Все бы хорошо, только вот холмик норовил играть в свои прятки все ближе и ближе к ракете. И экскаватор в роли водящего соответственно тоже.
Не известно, кто заметил первый, да и неважно, но солнце вдруг словно проснулось, и тень от корабля, до того дремавшая в неподвижности, поползла, поползла, словно кто ей хвост прижигал.
Собственно говоря, заметили движение не солнца, а тени, потому что смотрели не вверх, а вниз, в терзаемую машиной землю. А когда посмотрели вверх, ахнули. Корабль превратился в легендарную башню из Пизы. Он стоял, страшно кренясь, и крен на глазах увеличивался. Ракета заваливалась на сторону.
— Ай, — закричал лейтенант как-то по-детски обиженно и с досадой, но тут же себя осадил, и его бессильное «ай» превратилось в громкое командное «Эй!».
— Эй, там, на борту! Спите вы, что ли? Ракета падает! «Ногу» давай, «ногу»!
Наверху, видно, не поняли, потому что из люка вместо опоры показалась обутая в сапог нога.
— Да не ногу, а «ногу»! Не ту ногу, дурак! Кто там, на двигателе? Цедриков, твою так! Табань вторым боковым. Ракета заваливается! И «ногу», дополнительную опору по четвертому сектору!
Из борта полезла «нога». Это была гладкая полированная телескопическая конструкция с ребристой платформой вместо стопы. Одновременно затянул свою волчью песню боковой двигатель, и струя газа, выбивая из почвы пыль, сдобрила воздух поляны новыми ароматами.
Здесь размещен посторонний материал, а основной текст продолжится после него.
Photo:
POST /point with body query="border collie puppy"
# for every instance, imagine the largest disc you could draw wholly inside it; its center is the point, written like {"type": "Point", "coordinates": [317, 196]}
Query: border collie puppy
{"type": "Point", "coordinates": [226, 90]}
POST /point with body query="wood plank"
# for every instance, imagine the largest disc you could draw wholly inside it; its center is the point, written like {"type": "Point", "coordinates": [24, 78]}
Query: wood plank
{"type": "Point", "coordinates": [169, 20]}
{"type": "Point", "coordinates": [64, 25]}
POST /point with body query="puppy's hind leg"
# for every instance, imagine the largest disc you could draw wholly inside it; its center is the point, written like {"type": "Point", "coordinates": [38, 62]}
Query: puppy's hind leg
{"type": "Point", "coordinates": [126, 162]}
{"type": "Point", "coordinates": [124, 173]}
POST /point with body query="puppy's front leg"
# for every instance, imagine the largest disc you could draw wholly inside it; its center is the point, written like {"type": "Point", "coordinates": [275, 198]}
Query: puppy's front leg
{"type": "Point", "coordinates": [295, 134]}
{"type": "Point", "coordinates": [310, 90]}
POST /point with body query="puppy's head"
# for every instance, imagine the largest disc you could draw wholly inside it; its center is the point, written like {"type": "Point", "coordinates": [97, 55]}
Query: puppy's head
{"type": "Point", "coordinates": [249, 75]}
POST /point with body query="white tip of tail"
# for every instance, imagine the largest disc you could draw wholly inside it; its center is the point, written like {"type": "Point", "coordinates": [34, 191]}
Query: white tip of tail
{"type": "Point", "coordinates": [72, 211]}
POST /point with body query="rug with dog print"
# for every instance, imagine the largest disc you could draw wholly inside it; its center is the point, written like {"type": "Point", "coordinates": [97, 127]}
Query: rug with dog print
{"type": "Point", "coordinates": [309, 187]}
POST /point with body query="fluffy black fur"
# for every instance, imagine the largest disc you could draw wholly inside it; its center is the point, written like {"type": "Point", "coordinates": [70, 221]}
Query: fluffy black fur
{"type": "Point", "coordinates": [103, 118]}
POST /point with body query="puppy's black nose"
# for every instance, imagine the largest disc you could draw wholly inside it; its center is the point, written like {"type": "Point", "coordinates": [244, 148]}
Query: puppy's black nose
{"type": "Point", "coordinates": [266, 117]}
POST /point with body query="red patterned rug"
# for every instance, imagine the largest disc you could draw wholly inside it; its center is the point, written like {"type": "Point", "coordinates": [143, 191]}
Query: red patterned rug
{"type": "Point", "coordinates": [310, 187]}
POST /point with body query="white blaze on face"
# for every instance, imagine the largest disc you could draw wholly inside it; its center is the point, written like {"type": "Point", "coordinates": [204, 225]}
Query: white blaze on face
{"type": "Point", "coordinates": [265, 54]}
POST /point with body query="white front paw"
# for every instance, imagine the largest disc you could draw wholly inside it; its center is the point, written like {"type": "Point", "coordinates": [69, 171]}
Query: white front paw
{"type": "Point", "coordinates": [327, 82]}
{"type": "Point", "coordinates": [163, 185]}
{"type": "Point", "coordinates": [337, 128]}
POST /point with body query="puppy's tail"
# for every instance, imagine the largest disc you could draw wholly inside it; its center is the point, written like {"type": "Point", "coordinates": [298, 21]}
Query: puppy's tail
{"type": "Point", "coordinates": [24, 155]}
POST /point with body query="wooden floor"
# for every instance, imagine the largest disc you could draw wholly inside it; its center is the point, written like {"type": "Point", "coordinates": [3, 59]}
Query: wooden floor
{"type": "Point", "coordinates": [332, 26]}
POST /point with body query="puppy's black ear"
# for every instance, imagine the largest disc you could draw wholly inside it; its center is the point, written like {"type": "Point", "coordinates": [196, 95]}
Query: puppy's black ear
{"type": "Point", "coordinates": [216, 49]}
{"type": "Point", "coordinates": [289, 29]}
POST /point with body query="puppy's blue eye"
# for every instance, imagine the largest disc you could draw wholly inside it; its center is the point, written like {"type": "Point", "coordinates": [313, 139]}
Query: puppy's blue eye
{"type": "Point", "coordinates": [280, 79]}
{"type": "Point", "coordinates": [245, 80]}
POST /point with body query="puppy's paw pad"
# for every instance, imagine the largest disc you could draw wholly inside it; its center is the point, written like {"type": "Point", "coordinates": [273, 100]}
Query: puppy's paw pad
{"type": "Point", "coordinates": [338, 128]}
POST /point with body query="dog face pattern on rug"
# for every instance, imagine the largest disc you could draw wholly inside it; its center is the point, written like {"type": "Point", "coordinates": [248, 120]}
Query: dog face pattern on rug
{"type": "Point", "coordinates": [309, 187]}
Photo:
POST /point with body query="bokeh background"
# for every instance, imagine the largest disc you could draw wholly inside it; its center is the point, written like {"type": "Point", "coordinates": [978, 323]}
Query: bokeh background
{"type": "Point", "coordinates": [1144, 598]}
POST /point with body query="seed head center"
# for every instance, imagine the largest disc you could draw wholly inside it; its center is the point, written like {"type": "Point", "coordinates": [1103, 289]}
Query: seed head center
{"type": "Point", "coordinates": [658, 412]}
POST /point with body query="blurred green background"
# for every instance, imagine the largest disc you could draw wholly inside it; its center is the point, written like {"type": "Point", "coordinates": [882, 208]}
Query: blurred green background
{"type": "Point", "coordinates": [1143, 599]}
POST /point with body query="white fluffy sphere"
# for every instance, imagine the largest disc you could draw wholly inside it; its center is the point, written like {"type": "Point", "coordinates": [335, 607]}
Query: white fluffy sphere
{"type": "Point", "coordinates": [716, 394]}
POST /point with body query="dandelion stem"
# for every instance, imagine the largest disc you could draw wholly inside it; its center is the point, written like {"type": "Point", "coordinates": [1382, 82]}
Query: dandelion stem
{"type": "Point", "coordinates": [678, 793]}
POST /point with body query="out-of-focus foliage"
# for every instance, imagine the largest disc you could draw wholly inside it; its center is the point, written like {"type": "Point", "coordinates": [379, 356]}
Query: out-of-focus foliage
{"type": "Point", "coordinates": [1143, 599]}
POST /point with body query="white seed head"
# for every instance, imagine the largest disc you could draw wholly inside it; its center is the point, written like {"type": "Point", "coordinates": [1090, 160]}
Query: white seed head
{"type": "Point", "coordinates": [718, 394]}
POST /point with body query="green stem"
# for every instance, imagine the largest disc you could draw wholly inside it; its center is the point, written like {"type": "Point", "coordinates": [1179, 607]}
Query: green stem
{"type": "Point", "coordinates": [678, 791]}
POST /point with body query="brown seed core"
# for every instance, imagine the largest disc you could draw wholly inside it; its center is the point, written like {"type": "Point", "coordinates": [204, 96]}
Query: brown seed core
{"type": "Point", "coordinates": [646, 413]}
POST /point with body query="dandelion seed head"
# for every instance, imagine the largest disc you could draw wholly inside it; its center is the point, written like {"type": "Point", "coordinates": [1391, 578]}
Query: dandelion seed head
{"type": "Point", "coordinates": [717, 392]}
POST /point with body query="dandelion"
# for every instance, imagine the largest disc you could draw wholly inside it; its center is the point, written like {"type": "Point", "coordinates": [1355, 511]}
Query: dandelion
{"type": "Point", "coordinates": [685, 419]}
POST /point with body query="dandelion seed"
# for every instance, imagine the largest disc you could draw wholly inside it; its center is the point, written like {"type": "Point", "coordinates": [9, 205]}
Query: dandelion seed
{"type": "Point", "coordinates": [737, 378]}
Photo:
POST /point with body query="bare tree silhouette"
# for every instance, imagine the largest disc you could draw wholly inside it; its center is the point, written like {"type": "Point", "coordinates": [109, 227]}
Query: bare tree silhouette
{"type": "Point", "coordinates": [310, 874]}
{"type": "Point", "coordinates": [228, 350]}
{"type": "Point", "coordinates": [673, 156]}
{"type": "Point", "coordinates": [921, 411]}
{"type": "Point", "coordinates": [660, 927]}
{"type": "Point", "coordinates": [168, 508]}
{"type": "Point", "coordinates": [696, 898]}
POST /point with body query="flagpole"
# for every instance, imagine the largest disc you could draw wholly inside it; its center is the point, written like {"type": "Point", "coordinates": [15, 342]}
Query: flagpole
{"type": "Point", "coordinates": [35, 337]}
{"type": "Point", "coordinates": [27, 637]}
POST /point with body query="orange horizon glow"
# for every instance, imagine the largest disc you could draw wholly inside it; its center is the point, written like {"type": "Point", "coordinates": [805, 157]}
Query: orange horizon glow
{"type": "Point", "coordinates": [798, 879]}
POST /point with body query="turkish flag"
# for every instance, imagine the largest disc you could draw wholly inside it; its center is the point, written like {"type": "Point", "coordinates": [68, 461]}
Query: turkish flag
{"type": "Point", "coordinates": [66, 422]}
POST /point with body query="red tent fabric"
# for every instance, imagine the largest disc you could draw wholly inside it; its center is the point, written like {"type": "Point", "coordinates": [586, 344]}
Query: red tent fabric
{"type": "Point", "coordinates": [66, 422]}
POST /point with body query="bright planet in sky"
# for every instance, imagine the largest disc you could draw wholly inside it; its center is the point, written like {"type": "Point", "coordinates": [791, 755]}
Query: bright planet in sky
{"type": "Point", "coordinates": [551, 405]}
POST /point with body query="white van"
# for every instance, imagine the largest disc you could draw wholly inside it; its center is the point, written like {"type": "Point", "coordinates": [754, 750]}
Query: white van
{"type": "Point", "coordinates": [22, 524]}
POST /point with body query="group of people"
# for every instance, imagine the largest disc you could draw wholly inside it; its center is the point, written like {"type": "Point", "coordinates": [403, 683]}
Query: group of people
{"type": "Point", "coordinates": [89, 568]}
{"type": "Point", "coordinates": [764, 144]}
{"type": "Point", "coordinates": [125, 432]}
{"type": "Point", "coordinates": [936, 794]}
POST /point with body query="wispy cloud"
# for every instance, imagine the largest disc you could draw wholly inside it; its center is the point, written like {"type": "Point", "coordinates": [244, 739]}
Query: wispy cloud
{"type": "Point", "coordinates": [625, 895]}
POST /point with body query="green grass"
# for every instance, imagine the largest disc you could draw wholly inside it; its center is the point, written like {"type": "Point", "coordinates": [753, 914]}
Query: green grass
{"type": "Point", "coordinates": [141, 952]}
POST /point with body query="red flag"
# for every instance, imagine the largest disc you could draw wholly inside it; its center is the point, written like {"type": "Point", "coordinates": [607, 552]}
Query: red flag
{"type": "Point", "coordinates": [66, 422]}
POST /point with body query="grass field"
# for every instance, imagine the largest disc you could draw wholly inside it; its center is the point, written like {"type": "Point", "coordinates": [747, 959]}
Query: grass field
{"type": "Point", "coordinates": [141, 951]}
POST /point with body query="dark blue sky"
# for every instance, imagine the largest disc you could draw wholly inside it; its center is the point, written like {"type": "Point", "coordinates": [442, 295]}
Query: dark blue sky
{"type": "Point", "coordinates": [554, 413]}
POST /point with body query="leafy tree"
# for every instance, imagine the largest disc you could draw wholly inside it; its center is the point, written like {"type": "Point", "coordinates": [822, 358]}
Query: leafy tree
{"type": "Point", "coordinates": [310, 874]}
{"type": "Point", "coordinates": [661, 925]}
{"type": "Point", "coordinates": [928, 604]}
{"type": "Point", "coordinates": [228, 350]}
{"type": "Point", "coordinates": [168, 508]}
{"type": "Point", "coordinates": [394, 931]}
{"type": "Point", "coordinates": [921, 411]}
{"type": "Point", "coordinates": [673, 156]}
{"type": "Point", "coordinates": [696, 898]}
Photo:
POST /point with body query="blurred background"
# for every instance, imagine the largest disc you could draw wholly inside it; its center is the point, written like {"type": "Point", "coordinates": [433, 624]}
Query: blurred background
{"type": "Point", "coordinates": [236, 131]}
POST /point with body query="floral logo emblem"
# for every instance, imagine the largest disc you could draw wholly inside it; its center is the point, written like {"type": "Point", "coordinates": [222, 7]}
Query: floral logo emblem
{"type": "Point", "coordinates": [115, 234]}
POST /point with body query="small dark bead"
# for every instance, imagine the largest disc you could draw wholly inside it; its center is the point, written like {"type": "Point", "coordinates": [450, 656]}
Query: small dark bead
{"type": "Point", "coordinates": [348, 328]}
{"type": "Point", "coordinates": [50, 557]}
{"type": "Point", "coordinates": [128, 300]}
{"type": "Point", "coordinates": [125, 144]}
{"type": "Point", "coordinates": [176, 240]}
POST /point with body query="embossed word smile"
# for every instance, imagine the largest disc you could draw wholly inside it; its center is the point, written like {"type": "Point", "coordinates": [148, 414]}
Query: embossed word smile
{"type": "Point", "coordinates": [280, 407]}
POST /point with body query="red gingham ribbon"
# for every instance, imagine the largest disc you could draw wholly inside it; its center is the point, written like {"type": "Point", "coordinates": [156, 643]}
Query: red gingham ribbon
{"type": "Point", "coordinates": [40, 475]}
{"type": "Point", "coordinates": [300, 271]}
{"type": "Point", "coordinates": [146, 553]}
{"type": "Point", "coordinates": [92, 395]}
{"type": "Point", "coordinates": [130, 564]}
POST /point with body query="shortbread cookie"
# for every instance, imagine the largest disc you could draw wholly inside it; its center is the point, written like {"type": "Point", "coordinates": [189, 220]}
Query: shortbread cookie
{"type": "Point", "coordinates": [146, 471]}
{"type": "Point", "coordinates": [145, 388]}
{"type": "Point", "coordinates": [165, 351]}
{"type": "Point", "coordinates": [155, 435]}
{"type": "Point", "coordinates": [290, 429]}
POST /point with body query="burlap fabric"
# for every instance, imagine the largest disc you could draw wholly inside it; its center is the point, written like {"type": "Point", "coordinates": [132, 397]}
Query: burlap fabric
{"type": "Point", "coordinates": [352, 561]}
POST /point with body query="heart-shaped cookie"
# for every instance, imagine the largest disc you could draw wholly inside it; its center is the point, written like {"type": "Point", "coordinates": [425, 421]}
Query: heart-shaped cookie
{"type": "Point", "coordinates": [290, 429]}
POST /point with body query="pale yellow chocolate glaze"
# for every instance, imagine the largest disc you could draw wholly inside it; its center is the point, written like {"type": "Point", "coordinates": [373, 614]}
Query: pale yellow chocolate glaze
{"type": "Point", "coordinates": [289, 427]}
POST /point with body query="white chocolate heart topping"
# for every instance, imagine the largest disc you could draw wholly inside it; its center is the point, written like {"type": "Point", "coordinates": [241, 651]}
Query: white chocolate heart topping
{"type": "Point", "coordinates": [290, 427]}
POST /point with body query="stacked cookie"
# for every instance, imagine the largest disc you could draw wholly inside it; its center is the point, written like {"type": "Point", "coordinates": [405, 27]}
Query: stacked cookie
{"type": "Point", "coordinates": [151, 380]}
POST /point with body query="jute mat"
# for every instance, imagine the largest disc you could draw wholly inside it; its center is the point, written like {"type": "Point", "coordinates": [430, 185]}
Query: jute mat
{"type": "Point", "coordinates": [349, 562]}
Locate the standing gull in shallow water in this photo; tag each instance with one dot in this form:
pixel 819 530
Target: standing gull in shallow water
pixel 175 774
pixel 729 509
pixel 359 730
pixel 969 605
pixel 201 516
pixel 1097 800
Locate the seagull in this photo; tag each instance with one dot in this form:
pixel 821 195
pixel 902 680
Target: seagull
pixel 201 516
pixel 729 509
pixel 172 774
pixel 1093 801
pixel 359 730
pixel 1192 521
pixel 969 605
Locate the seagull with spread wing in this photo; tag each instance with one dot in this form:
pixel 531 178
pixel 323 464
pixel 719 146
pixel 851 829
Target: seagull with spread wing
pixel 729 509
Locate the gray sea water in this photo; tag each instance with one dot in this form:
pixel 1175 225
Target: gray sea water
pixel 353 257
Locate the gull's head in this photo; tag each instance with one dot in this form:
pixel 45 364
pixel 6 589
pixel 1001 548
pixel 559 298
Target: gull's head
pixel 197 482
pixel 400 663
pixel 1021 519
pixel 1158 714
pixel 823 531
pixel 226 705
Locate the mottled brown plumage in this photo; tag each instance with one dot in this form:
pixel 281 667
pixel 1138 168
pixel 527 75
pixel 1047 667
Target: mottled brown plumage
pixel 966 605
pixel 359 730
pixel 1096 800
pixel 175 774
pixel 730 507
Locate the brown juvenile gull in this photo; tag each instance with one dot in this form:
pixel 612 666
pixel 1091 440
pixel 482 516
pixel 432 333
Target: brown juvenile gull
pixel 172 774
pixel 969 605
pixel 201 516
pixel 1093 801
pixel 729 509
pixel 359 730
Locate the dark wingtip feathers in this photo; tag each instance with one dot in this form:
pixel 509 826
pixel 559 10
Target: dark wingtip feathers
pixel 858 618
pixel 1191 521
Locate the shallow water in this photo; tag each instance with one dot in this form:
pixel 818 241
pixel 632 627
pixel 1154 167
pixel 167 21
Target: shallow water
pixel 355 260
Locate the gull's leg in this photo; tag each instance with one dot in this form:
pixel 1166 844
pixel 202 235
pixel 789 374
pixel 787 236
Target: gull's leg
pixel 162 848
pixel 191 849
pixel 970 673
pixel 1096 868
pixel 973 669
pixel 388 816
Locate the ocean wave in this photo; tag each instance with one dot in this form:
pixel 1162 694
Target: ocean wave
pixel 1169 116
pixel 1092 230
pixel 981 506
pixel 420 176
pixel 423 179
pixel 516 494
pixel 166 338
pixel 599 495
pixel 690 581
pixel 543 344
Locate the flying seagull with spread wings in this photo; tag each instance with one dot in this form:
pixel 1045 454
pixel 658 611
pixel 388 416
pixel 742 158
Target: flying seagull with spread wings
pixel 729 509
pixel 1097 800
Ракета перестала заваливаться и быстро пошла обратно.
— Не спят, черти. Работают, — похвалил лейтенант. Потом повторил громче, чтобы услышали на борту:
— Работают, черти. Тянут.
Он хотел похвалить еще, но, видно, и того, что сказал, хватило — перехвалил. Двигатель продолжал реветь, а ракета, быстренько миновав вертикаль, уже заваливалась на другую сторону.
Как ни орал Давыденко, как ни размахивал кулаками, как ни крутил палец у набухшего от крика виска — все зря. Будто огромный бидон, полный звонких и хрупких стекляшек, ракета упала на кустарник и низкие деревца, росшие по краю поляны. Тень ее, верный слуга, бросилась к ракете на помощь, но сдержать удар не смогла…
Команда понуро стояла за спиной своего командира.
Лишь экскаватор послушно кряхтел на поле, как будто ничего не случилось, как будто не он, а дядя довел дело до беды.
Первым пришел в себя лейтенант. Ему по званию полагалось прийти в себя первым. Вот он и пришел.
— Не унывай, хлопцы, — сказал Давыденко бодро. — За мной.
Лейтенант впереди, за ним остальные двинулись к поверженному кораблю.
Корабль молчал. Мертвая телескопическая «нога», как вражеское копье, торчала из его большого бездыханного тела.
Тогда Давыденко стал осторожно выстукивать рупором по корпусу сигналы азбуки Морзе. Стучать громко, тем более помогать стуку голосом, он не хотел.
Внутри корабля что-то охнуло. Или кто-то. Потом они услышали скрежет и поняли, что изнутри открывают люк.
Из отверстия показалось круглое лицо Цедрикова, оператора.
— Связи с флагманом нет. Связисту Бражнину отшибло слух. Начисто. А без связиста аппарат — что электроутюг без тока.
— Утюг, — согласился Давыденко.
— Мое дело маленькое, — продолжал оператор, — ответственным за операцию назначили тебя, вот ты и думай, как нам отсюда выбираться.
— Утюг… без тока. — Давыденко все никак не мог переварить образ, нарисованный оператором.